Recently someone posed me the question I believe made popular by the latest book and film based on a true story, “Heaven Is For Real”. I was asked, “If you knew heaven was for real, wouldn’t you change the way you live?” The poser of the question, a self-proclaimed devout Christian, has a laundry list of things she would change, if only she were sure that heaven existed.
“…wouldn’t you change the way the you live?”
My answer to the question is no. I wouldn’t change the way I live. I don’t know if that speaks highly of me or poorly of her, but there is nothing I would change. I seek to live and love and take care of myself, my family and this planet to the best of my ability. I see those things as gifts, period, not gifts from a god, just gifts that I should appreciate and keep well, not for the reward that may or may not come after.
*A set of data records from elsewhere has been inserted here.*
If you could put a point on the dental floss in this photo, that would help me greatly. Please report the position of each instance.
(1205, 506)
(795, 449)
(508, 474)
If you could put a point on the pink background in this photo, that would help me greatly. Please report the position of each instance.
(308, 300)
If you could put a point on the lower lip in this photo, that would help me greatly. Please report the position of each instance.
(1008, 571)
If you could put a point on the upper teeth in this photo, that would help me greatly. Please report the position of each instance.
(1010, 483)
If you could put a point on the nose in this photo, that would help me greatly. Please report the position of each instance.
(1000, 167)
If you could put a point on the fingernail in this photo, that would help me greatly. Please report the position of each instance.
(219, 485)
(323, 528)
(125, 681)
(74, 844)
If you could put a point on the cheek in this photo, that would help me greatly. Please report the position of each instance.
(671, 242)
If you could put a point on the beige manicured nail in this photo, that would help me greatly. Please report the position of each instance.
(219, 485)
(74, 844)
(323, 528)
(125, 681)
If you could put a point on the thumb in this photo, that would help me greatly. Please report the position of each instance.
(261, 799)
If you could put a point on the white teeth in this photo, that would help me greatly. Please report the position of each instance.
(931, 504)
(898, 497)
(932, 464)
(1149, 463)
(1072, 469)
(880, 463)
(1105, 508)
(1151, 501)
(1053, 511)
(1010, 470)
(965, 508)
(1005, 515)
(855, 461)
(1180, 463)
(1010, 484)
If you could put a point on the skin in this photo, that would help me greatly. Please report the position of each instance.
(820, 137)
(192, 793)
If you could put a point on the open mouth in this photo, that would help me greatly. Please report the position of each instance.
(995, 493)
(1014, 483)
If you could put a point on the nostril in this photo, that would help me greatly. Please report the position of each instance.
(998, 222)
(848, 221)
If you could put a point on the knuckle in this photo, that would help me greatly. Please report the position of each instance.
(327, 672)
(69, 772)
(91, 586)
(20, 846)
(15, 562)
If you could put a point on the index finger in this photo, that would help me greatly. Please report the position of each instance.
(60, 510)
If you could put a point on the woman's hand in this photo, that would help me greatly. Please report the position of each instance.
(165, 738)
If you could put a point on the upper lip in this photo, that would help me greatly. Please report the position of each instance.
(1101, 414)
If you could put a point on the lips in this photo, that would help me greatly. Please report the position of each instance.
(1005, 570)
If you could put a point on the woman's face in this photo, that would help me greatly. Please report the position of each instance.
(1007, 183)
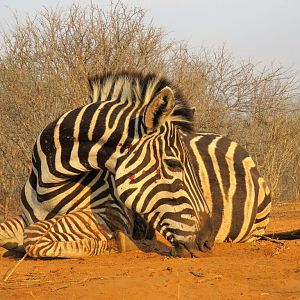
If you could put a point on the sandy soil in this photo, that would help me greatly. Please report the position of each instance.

As I sit here and think about my cousin who died three days ago of a heroin overdose I wonder what I could have done for him and, religion or no religion, why he was not able to cherish his life. It sounds cliché or even cruel now that he is gone, but he had everything going for him before he started taking drugs – a loving family, a beautiful wife, tons of friends, his health, his good looks (it runs in the family, of course), an excellent education, what looked like might be a promising career, the means necessary to make his dreams come true. And now he’s gone, leaving his mother with the memory of the first time she laid eyes on him at his birth and the last time as she found his lifeless body. I cry, but not for me. I cry for them, his mother who has no time to to grieve as she has to keep the family together, for my uncle who hoped the latest prison time and tough love would finally do the trick, for his sister who lost her closest confidante and of course for him – for losing his will to live, his will to fight. I think that the family will never be the same again.
4 comments:
It's very sad about your cousin. Addictions have powerful holds.
I've heard the what would you change question asked another way -- what would you change if this was your last day on earth.
I'm like you, Chris, there's nothing I would change. Sounds like we're both content with our choices, which is a very good thing. :-)
Y'know, maybe I would go to Poznan more often ;)
Heaven is in us.
So sorry to hear about your cousin's death.